1928 United States presidential election in Delaware

1928 United States presidential election in Delaware

← 1924 November 6, 1928 1932 →
 
Nominee Herbert Hoover Al Smith
Party Republican Democratic
Home state California New York
Running mate Charles Curtis Joseph T. Robinson
Electoral vote 3 0
Popular vote 68,860 36,643
Percentage 65.03% 34.60%

County Results
Hoover
  50-60%
  60-70%


President before election

Calvin Coolidge
Republican

Elected President

Herbert Hoover
Republican

The 1928 United States presidential election in Delaware took place on November 6, 1928. All contemporary 48 states were part of the 1928 United States presidential election. State voters chose three electors to the Electoral College, which selected the president and vice president.

Delaware was won by Republican former Secretary of Commerce Herbert Hoover of California, who was running against Democratic Governor of New York Alfred E. Smith. Hoover's running mate was Senate Majority Leader Charles Curtis of Kansas, while Smith's running mate was Senator Joseph Taylor Robinson of Arkansas.

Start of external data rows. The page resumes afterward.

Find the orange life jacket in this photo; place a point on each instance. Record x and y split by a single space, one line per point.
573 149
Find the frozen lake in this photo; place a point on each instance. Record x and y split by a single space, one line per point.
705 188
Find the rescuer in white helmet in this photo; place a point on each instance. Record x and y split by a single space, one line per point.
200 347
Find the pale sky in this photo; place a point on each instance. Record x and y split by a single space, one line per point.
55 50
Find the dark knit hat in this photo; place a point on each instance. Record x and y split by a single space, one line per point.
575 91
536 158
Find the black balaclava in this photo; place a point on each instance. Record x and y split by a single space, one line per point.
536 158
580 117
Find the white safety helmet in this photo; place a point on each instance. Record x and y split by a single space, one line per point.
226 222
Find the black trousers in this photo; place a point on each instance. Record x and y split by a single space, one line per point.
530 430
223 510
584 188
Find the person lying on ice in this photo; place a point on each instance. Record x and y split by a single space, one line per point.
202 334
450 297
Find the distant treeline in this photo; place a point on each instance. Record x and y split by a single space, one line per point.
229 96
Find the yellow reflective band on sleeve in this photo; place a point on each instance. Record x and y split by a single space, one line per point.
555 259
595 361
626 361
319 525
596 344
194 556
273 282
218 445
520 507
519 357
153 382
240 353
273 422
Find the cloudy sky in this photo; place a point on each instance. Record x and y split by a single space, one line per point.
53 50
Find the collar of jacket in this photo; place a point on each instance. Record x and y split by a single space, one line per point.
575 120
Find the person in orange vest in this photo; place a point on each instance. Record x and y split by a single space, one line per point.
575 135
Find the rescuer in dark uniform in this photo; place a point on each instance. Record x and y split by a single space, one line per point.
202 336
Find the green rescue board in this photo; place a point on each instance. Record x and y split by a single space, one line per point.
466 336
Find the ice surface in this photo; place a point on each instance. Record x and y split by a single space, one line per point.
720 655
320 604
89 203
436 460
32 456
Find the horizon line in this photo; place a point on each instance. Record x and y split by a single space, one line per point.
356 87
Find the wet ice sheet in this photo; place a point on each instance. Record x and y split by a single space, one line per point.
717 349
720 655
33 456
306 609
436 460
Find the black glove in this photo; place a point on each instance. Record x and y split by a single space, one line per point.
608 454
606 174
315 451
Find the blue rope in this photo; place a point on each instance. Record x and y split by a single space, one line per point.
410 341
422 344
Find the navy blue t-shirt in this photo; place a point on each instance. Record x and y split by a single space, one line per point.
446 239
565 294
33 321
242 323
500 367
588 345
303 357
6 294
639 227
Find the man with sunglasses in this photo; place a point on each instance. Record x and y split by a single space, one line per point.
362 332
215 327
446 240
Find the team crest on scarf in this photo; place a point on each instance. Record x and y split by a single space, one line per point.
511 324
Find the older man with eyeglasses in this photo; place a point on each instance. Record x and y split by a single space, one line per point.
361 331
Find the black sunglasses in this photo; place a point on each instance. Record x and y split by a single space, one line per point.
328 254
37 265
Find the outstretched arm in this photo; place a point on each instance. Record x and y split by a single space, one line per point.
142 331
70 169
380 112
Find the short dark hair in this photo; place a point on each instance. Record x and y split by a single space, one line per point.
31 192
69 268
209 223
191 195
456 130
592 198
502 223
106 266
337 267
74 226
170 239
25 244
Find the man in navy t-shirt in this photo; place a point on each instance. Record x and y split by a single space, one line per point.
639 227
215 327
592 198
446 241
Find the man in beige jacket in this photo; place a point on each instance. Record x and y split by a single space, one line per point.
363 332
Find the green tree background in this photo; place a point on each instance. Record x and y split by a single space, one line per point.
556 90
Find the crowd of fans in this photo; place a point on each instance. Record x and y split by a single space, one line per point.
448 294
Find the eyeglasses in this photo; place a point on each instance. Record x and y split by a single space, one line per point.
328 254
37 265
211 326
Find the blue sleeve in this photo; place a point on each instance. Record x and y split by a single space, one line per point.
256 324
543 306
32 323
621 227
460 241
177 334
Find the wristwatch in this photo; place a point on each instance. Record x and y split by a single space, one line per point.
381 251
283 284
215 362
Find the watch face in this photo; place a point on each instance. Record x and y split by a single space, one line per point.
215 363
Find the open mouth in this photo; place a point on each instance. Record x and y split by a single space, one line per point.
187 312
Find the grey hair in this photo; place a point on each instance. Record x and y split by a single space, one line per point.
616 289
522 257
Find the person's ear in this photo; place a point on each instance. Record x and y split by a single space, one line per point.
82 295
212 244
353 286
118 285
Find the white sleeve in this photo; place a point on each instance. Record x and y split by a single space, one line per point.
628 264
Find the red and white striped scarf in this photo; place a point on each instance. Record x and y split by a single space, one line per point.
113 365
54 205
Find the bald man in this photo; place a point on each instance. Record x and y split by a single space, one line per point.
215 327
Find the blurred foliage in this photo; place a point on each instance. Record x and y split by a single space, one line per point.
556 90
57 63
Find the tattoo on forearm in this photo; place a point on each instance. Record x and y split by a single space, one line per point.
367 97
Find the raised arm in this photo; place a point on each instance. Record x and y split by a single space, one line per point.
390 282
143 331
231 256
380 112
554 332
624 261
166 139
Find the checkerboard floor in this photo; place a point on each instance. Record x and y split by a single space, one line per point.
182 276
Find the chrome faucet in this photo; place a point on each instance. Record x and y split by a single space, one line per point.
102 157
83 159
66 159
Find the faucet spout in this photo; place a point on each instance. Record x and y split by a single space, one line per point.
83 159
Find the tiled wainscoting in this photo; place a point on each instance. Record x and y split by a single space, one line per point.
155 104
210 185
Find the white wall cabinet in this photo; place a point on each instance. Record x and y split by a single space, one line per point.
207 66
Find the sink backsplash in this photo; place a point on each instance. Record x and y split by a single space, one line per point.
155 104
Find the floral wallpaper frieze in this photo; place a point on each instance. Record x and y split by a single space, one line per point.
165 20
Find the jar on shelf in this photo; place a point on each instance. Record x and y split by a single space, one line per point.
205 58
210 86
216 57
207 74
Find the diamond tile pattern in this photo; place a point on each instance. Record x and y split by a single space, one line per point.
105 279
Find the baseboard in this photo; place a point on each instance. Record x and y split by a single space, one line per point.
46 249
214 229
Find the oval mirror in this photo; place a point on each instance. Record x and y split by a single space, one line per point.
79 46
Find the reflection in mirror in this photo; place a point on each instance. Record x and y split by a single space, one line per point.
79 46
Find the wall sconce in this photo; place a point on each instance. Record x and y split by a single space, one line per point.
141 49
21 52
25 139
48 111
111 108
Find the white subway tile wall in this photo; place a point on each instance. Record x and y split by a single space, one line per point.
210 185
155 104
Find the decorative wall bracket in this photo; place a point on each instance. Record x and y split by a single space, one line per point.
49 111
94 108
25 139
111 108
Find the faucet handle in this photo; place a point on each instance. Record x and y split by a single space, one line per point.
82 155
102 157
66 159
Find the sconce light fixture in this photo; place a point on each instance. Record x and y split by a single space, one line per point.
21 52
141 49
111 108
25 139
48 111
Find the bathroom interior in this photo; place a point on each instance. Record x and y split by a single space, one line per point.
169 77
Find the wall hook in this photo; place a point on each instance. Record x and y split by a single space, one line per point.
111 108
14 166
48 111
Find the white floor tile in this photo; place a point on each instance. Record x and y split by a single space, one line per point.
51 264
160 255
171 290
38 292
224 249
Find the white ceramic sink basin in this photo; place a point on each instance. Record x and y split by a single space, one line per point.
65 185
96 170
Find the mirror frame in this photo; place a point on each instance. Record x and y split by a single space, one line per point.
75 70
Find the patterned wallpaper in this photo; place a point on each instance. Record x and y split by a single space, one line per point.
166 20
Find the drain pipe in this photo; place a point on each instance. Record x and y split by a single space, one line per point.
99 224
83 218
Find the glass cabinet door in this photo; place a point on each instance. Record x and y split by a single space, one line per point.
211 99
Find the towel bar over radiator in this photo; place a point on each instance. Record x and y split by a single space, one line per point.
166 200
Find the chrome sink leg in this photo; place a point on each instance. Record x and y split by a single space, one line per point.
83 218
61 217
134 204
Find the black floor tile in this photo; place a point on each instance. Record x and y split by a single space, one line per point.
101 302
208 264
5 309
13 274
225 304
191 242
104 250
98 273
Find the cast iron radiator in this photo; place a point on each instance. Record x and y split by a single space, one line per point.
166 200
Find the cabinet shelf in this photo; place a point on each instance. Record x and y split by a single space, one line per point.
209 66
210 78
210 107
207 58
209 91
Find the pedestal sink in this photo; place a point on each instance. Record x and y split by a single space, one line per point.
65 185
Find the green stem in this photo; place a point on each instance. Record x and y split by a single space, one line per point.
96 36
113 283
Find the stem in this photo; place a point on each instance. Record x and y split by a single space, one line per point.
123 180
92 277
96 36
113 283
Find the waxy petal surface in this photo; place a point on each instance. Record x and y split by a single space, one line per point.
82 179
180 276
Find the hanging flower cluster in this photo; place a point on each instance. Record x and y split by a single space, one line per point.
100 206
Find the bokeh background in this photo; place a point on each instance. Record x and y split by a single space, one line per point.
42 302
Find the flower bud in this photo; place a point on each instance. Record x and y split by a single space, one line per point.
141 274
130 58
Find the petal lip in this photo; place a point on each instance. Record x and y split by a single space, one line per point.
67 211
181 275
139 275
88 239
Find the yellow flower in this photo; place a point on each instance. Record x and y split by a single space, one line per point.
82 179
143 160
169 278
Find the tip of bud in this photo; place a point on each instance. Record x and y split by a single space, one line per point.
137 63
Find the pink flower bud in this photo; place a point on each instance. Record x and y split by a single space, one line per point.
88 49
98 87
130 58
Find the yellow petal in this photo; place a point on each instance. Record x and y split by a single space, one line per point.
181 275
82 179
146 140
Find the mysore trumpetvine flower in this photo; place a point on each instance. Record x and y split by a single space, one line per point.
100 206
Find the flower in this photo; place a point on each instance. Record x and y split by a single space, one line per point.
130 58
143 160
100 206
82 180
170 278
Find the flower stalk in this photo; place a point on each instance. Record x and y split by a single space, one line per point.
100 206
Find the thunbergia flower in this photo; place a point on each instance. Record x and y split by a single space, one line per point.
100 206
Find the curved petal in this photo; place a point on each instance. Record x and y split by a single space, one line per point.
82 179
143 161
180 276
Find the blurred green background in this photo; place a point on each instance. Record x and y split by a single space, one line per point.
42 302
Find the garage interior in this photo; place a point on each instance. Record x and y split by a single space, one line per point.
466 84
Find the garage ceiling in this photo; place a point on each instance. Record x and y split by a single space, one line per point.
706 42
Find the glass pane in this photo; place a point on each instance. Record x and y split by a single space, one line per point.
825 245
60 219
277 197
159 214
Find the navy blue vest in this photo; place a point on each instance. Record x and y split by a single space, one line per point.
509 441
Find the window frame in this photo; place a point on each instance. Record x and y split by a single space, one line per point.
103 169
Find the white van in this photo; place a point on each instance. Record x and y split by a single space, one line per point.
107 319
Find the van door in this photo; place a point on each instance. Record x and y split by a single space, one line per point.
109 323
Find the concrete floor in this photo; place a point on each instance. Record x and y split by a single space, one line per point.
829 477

Hoover won with a majority of 65.03% of the vote to Smith's 34.60%, a margin of 30.43%. Socialist candidate Norman Thomas finished a distant third, with 0.31%. Hoover's performance is the best by any presidential candidate in Delaware, surpassing its nearest rival from Barack Obama in 2008 by 3.12%.[1] In this election, Delaware voted 13% to the right of the nation at-large.[2]

  1. ^ "Presidential General Election Results Comparison – Delaware". Dave Leip’s U.S. Election Atlas.
  2. ^ "Dave Leip's Atlas of U.S. Presidential Elections". uselectionatlas.org. Retrieved March 31, 2023.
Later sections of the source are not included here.